Author: Gabe Sumner, Product Manager, Sitefinity CMS
As a member of the Sitefinity team, Rich Text (WYSIWYG) web editors are literally the core of my world. These tools are the pipe through which most web content flows. They allow people—who know nothing about the HTML—to create HTML. However, the sad truth is that most WYSIWYG editors are worse than awful. In fact, I heard one CMS analyst refer to them as the “Achilles’ heel of CMS.” Frequently buggy, they’re renowned for allowing atrocious HTML to spill into the website.
Telerik’s very first product (RadEditor) was a WYSIWYG editor. Over many years, we accumulated innumerable use cases and developed high level expertise in this precise area. One of our specialties is producing clean copy & paste from Microsoft Word. We see this scenario over & over again: content authors create content in Word, then paste it into Sitefinity , complete with all that nasty embedded in-line styling. This embedded styling often conflicts with the design of the website, and can make quite a mess of things if not handled properly.
Copy & Paste from MS Word is a Huge Problem
We know this is a pain point for customers, so we addressed it. In Sitefinity Web CMS, when you paste content from Word, it is automatically cleansed of embedded styling, while preserving standard HTML (H1, H2, P, OL, etc.). We regularly demo this feature for customers evaluating Sitefinity; and it garners a great reaction.
On one such occasion, I was unexpectedly tested:
“We’ve seen this demo before...but we’re an academic institution and we often have problems with pasting special characters. Can you show us pasting an italicized pi symbol?”
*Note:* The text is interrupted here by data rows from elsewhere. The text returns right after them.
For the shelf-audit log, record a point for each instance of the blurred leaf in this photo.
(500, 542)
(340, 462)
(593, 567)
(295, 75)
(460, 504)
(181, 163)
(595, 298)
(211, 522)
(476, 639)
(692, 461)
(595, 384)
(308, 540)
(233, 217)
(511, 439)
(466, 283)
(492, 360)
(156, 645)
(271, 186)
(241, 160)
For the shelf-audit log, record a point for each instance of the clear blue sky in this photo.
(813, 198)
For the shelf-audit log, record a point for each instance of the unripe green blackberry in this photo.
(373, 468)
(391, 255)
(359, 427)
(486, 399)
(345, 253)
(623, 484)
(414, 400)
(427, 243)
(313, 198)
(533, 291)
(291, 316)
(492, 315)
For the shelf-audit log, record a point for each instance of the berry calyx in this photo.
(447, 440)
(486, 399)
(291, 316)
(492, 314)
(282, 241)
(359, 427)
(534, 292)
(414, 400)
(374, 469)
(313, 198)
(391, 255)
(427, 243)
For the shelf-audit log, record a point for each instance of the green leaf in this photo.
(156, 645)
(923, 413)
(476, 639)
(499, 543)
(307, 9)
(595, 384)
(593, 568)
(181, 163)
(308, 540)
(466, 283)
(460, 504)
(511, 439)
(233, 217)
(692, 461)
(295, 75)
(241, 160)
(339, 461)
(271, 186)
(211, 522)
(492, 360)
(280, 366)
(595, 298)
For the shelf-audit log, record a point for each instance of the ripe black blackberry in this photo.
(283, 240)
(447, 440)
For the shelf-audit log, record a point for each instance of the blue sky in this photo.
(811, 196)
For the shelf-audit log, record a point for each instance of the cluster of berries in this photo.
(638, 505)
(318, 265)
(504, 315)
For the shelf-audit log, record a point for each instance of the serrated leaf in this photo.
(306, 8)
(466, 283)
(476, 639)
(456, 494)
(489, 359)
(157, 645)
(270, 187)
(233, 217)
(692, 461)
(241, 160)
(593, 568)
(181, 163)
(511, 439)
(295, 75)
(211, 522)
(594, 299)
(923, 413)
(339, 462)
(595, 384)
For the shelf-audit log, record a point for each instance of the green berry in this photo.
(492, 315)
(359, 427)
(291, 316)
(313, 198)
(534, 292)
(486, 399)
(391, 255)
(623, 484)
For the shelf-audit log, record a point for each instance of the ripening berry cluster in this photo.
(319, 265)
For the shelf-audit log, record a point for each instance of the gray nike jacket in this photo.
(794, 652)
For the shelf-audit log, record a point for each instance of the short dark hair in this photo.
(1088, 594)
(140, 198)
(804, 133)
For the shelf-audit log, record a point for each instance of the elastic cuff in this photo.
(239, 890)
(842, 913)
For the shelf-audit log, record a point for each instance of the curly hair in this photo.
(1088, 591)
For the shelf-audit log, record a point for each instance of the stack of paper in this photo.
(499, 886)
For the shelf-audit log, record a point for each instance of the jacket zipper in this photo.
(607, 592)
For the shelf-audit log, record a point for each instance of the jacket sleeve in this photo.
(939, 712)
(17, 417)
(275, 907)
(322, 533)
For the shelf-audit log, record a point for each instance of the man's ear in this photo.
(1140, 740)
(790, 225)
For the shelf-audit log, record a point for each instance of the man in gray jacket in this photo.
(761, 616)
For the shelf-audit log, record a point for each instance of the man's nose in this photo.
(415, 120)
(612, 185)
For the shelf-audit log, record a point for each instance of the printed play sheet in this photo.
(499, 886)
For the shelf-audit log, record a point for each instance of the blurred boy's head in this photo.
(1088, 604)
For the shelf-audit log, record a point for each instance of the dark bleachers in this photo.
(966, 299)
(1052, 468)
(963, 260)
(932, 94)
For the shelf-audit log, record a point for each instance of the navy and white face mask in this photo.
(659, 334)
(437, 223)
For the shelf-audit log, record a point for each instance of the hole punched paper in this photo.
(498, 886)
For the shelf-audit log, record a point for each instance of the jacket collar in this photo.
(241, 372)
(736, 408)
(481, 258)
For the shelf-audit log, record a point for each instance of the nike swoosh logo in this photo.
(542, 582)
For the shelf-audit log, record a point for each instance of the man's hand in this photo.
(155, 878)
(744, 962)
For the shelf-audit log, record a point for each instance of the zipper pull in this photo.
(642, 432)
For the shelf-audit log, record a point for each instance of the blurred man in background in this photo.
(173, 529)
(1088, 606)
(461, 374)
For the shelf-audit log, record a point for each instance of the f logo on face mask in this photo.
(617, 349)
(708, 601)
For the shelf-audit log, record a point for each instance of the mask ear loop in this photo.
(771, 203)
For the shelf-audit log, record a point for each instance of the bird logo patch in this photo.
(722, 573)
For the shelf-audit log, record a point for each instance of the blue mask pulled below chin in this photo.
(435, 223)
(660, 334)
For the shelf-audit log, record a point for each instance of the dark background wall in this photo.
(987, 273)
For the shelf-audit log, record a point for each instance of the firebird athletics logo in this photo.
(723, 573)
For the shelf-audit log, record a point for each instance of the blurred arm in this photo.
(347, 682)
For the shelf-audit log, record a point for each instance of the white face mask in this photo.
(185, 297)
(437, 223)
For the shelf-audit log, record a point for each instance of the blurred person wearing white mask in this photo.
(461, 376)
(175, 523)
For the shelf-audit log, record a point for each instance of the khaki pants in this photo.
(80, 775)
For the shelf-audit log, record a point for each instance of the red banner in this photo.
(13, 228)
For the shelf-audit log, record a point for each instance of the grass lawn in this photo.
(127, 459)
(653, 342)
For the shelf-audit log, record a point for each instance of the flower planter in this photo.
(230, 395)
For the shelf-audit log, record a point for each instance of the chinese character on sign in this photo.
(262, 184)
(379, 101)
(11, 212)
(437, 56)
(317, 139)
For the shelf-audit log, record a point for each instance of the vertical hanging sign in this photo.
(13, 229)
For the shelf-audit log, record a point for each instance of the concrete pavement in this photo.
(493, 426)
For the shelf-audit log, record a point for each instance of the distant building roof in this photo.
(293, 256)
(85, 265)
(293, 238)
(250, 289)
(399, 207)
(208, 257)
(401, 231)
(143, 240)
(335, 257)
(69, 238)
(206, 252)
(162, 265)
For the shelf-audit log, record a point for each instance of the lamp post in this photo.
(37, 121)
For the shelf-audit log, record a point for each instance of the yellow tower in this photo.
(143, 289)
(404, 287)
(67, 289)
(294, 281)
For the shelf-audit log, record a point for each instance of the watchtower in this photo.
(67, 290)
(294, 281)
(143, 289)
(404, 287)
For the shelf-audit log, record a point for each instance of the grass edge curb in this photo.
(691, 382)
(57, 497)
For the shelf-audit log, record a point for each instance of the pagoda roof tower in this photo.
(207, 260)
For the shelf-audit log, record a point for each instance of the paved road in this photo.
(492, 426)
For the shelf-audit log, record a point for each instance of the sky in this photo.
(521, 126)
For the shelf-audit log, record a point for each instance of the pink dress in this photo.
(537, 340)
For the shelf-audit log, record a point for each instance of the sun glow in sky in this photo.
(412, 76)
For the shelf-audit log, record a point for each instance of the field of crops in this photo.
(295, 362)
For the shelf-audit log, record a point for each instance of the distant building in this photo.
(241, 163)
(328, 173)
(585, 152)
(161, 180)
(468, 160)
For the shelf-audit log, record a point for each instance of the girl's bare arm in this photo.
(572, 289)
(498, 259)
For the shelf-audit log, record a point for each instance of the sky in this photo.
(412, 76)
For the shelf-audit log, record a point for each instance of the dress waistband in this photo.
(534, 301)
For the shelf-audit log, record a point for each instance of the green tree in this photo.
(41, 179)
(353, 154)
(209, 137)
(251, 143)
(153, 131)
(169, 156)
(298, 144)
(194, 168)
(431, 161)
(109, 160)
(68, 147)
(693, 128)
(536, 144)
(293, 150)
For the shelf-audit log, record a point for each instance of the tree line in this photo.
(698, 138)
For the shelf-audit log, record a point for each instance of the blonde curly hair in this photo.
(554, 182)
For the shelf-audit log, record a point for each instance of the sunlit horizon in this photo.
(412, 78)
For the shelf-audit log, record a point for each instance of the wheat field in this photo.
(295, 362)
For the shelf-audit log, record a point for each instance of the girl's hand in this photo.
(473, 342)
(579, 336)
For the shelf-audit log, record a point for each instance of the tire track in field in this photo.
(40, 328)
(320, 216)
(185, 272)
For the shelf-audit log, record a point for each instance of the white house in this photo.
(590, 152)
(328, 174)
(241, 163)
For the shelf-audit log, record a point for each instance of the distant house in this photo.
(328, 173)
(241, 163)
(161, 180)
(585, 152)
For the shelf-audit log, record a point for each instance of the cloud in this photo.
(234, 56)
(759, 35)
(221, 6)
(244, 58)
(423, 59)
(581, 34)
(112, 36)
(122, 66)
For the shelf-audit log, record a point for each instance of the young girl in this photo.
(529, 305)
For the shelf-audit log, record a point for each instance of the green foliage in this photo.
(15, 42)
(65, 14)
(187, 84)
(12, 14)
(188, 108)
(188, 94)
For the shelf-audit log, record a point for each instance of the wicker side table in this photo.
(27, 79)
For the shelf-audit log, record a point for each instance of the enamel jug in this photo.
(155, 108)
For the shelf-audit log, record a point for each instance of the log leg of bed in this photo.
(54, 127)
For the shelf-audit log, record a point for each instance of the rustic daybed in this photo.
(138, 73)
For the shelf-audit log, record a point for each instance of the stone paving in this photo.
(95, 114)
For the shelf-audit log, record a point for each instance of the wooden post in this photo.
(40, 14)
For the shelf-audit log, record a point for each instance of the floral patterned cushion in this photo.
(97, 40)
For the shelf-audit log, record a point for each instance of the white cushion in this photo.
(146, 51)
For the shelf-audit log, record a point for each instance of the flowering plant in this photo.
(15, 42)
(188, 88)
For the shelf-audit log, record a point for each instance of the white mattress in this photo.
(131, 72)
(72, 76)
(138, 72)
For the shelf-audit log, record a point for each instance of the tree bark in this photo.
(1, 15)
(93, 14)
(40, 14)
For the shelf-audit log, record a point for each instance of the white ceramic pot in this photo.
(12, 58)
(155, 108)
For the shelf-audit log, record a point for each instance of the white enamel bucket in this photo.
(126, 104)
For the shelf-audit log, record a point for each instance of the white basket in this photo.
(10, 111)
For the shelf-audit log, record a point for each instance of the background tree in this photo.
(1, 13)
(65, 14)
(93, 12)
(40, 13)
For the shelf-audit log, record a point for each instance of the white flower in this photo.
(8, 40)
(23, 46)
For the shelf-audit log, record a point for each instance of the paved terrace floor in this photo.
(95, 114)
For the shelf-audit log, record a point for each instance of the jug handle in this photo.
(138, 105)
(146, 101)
“Also, can you do it from a Mac?”
Uh... I’ve encountered a lot of questions about our WYSIWYG editor, but this one was new to me. I honestly had no idea whether RadEditor/Sitefinity would correctly encode a pasted pi symbol from a Mac. So, in front of a live audience, I took out my MacBook Air, and gave it a try. Below is the resulting HTML:
We passed the test and I could breathe again. Full credit to the RadEditor team on this one. A correctly encoded italicized pi doesn’t drop from the sky. It comes from encountering thousands of customer use cases over many, many years. In my view, the purpose of the RichText editor is not merely to enable non-technical contributors to create HTML content, it’s also to protect the underlying integrity of the website. These capabilities are built into RadEditor, and you can test them for yourself in Sitefinity CMS.